My Father Will Not be Forgotten
Exactly three days following the tenth anniversary of the Bush administration shutting down the largest Muslim charity in the United States, the Fifth Circuit Court dismissed the appeal for the Holy Land Foundation case, affirming the conviction of my father, the co-founder of the HLF who’s serving a 65-year sentence for his humanitarian work.
On Wednesday, Dec. 7, the three-judge panel, based in New Orleans, filed their opinion, concluding that “the district court did not clearly err.”
Upon hearing this news, it initially all rushed back to me at once, nostalgia on overdrive. I saw the relentless accusations by pro-Israeli lobby groups, the pressure by pro-Israeli politicians and the defamatory news reports in the 1990’s. I saw the raid on the HLF in 2001, the pre-sunrise arrests and “material support” charges in 2004, the first trial and hung jury in 2007, the second trial and guilty verdicts in 2008, the sentencing in 2009. I saw the plethora of prison phone calls and visitations. And finally, I saw my father being transferred in 2010 to the Southern Illinois city of Marion’s Communications Management Unit—what The Nation has called “Gitmo in the Heartland”—and where my father’s significantly diminished phone calls and visitations are scheduled in advance and live-monitored from Washington D.C.
The case of the Holy Land Five comes down to this: American foreign policy has long been openly favorable towards Israel, and therefore, an American charity established primarily for easing the plight of the Palestinians became an ultimate target. As my father said during our 15-minute phone call on Thursday, “The politics of this country are not on our side. If we had been anywhere else, we would’ve been honored for our work.”
This month could have marked a milestone. The leaders of our country could have learned from our past. The day the towers fell could have been a time to stop fear from dominating reason instead of a basis to prosecute. The HLF would have continued to triumph, providing relief to Palestinians and other populations worldwide in the form of food, clothing, wheelchairs, ambulances, furniture for destroyed homes, back-to-school projects and orphan sponsorship programs. And more notably, my father would not have been incarcerated. My family and I would have been able to call him freely and embrace him without a plexiglass wall.

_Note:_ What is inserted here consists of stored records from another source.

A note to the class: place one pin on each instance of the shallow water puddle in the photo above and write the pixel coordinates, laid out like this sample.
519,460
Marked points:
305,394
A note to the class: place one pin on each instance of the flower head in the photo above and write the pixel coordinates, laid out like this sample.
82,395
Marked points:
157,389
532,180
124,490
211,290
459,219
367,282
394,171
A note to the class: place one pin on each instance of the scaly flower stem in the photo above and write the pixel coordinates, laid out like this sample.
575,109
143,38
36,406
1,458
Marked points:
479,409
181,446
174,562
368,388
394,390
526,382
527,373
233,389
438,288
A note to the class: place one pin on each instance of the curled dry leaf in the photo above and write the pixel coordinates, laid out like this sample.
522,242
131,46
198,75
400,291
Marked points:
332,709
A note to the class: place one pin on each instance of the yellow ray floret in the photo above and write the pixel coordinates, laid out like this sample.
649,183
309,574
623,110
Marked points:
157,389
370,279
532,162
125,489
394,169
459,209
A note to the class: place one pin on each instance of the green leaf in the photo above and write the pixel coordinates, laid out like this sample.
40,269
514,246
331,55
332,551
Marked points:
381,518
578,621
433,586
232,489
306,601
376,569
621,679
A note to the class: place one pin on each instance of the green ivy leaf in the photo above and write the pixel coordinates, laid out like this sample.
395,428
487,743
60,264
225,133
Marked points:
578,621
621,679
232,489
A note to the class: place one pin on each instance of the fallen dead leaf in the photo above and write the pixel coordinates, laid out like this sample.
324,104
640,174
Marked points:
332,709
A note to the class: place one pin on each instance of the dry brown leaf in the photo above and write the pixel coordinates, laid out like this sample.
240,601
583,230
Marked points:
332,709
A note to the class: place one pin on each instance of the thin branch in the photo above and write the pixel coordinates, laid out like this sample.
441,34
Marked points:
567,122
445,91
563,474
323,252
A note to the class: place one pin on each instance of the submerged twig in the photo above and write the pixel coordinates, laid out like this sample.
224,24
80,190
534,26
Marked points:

Yet my father was charged under the ambiguous Material Support Statute with sending humanitarian aid to Palestinian distribution centers known as zakat committees that prosecutors claimed were fronts for Hamas. He was prosecuted despite the fact that USAID—an American government agency—and many other NGO’s were providing charity to the very same zakat committees. Instead of the Fifth Circuit Court taking this fact into account and transcending the politics of our time, the language used in the opinion, drafted by Judge Carolyn King, echoed that of the prosecutors:
“The social wing is crucial to Hamas’s success because, through its operation of schools, hospitals, and sporting facilities, it helps Hamas win the ‘hearts and minds’ of Palestinians while promoting its anti-Israel agenda and indoctrinating the populace in its ideology.”
Even more disappointing is the Fifth Circuit Court’s opinion regarding one of the main issues in the appeal: The testimony of the prosecution’s expert witness, an Israeli intelligence officer who, for the first time in U.S. history, was permitted to testify under a pseudonym. The opinion states:
“When the national security and safety concerns are balanced against the defendants’ ability to conduct meaningful cross-examination, the scale tips in favor of maintaining the secrecy of the witnesses’ names.”
I refuse to let this language bring me down, especially knowing that the battle for justice continues. In the next few weeks, defense attorneys plan to ask the entire panel of appellate judges to re-hear the case, and if that petition is denied, they will take it to the Supreme Court.
Meanwhile, my father waits in prison. This Thursday, when I spoke to him, it had been the first time in several weeks since he received a phone call ban for writing his name on a yoga mat, which prison officials saw as “destruction of government property.” I told him that during the tenth anniversary of the HLF shutting down, the name of the charity is still alive and that he will not be forgotten. My father is my pillar, whose high spirits transcend all barbed-wire-topped fences, whose time in prison did not stifle his passion for human rights. In fact, when I asked him about the first thing he’ll do when he’s released, my father said, “I would walk all the way to Richardson, Texas carrying a sign that says, ‘End the Israeli Occupation of Palestine.’ ”
Noor Elashi is a writer based in New York City. She holds a Creative Writing MFA from The New School.